It was true, of course. With death so near, they felt they had nothing to lose, and immortality, real or spiritual, to gain. They were capable of anything.
“Then we must be on guard. And seek further protection from the police.”
“Our best defense is to hunt down the threat ourselves.”
“My friend,” Andreas spoke gently, unsure for a moment what he wanted to say. “Do you have anyone you are close to now? A wife, a lover?”
“What the hell does that have to do with anything?”
“Where is your son?”
“In Israel. With his mother. Like good Jews should be.”
“Why aren’t you with them?”
“We’re divorced, years ago. You knew that. Anyway, I can’t live in that country anymore. It’s all factions and I’m still considered an unstable fellow. I can’t even bear to visit.”
“Does the boy come here?”
“Yes. Sometimes he sees me and sometimes he doesn’t.

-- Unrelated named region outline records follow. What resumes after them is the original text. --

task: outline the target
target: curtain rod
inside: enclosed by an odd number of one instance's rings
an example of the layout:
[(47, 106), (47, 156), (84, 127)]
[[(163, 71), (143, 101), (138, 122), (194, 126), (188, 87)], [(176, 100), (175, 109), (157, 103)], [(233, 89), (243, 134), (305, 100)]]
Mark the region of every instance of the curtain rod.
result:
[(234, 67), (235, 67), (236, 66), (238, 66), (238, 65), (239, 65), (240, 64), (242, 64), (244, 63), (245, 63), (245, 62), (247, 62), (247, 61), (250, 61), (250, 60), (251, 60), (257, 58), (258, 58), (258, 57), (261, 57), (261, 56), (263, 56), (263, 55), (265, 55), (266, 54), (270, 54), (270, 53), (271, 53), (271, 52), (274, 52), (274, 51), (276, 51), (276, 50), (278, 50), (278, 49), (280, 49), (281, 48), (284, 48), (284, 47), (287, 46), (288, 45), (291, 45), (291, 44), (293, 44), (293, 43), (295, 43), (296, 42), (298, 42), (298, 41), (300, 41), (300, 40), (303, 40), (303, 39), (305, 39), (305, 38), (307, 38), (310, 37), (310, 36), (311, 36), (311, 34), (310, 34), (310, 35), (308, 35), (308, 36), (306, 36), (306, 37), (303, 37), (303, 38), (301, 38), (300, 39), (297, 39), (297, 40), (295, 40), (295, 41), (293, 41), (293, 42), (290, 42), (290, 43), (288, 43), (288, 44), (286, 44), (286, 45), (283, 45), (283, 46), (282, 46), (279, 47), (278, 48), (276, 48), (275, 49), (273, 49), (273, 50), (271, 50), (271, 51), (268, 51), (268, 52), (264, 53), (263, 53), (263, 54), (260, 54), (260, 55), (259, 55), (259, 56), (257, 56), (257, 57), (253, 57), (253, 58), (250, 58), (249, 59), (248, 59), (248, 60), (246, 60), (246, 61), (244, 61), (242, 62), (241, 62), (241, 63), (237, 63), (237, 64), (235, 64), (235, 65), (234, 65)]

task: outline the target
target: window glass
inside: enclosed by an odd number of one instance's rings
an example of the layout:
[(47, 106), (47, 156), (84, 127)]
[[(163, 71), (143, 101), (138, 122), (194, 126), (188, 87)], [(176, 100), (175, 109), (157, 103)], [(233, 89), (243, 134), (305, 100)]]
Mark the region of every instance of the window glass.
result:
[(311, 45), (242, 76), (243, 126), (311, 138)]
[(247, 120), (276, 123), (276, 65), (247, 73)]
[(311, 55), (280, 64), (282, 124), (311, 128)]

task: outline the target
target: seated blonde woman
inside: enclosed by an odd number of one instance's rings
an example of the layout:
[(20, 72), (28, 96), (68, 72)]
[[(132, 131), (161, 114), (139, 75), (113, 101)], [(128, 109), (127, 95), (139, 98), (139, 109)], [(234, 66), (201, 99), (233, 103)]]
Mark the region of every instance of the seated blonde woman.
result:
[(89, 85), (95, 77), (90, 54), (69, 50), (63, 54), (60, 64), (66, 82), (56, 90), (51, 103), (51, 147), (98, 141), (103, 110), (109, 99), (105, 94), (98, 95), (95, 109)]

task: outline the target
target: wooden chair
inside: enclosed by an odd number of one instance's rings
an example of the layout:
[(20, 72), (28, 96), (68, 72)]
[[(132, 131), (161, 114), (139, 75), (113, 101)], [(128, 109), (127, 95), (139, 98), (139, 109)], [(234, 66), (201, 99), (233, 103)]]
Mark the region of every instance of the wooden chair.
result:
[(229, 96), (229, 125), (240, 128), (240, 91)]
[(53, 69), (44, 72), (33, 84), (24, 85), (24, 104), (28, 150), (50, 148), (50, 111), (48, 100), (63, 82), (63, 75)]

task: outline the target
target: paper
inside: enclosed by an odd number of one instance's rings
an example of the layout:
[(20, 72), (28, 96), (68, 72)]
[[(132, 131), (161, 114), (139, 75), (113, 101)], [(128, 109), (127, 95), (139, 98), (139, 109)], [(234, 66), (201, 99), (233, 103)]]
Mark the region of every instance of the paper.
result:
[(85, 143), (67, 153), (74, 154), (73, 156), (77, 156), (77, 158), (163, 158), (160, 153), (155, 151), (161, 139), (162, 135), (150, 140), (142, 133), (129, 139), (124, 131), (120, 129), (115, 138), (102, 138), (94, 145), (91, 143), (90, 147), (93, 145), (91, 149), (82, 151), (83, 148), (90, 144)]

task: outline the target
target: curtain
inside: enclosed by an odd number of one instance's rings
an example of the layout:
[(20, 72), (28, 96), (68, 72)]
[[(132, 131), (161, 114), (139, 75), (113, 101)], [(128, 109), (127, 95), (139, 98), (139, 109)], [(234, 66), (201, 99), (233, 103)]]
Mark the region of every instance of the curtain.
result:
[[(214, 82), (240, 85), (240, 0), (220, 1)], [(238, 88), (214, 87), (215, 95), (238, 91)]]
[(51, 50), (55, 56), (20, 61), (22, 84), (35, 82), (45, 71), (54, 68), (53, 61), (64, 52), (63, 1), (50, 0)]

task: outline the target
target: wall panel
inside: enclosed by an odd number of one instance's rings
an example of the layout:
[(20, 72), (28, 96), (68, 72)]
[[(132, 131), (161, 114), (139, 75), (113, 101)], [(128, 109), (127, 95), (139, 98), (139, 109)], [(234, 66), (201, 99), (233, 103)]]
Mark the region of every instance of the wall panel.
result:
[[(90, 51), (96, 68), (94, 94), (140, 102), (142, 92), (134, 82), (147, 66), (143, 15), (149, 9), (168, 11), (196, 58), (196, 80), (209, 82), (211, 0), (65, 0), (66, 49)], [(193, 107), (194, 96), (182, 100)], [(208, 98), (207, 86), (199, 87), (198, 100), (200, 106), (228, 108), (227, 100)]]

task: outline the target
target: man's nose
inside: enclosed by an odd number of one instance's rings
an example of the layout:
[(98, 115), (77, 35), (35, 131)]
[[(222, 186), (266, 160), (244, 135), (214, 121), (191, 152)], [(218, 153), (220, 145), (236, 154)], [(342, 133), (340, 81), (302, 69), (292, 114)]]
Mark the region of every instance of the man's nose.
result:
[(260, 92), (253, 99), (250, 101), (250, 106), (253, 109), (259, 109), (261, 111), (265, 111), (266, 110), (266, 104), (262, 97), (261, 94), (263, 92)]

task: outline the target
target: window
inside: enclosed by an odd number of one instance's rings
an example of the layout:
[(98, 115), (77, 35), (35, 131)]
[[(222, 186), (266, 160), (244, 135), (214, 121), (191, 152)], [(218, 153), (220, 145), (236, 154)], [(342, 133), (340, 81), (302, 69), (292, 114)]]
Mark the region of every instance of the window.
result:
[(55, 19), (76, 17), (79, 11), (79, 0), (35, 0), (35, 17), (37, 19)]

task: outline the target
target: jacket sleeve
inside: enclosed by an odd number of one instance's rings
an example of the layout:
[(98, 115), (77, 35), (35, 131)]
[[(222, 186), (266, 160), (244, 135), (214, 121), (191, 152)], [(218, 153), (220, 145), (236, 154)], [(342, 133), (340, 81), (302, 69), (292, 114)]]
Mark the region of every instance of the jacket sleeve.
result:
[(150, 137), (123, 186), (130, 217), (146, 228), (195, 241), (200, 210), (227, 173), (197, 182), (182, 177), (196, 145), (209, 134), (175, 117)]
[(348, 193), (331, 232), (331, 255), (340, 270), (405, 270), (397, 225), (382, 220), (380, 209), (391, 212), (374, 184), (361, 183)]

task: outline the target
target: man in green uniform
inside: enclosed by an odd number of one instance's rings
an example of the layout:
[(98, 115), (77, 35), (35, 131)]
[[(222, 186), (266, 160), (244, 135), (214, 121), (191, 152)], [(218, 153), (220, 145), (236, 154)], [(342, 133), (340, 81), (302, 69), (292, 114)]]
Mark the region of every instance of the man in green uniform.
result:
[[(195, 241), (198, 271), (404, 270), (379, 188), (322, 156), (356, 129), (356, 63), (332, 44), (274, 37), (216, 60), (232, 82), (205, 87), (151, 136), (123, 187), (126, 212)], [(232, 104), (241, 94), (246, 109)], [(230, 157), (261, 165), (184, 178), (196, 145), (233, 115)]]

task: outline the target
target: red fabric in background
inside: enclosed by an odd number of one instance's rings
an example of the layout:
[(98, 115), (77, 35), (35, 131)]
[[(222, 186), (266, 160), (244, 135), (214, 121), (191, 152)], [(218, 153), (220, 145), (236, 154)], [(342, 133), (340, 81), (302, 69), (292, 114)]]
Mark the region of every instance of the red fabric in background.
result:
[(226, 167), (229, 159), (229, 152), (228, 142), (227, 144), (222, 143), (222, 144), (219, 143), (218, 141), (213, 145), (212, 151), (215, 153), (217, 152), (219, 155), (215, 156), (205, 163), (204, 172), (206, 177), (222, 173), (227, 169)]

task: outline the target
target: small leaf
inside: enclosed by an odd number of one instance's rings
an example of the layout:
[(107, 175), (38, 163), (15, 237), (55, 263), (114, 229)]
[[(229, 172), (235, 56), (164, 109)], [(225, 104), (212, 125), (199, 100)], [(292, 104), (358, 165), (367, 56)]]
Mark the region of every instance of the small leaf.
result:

What are you getting at, Spyridis? That I need love?”
“A man’s family steadies him. Risks are considered in proportion to what might be lost. A man who feels he has nothing to lose is a strong weapon, but a dangerous one. I was feeling that way when I came to you two weeks ago. I no longer do.”
They were quiet for a time while Benny smoked a third Gauloise. Andreas regretted the personal questions, the lecturing tone. Benny was too old to be treated that way. The mood had come upon the ol
d man without warning.
“What do we do with these two?” the big man asked, pointing his chin down the street toward Matthew’s apartment. “I can’t keep playing bodyguard, I’ve got better things to do.”
“Ms. Kessler should report yesterday’s incident. It might gain her some protection. The police might even be able to find del Carros.”
“Why? He didn’t actually do anything. His man cut me when I stuck a gun in his ribs.”
“We can ask her to leave your name out of the report, if that is what bothers you.”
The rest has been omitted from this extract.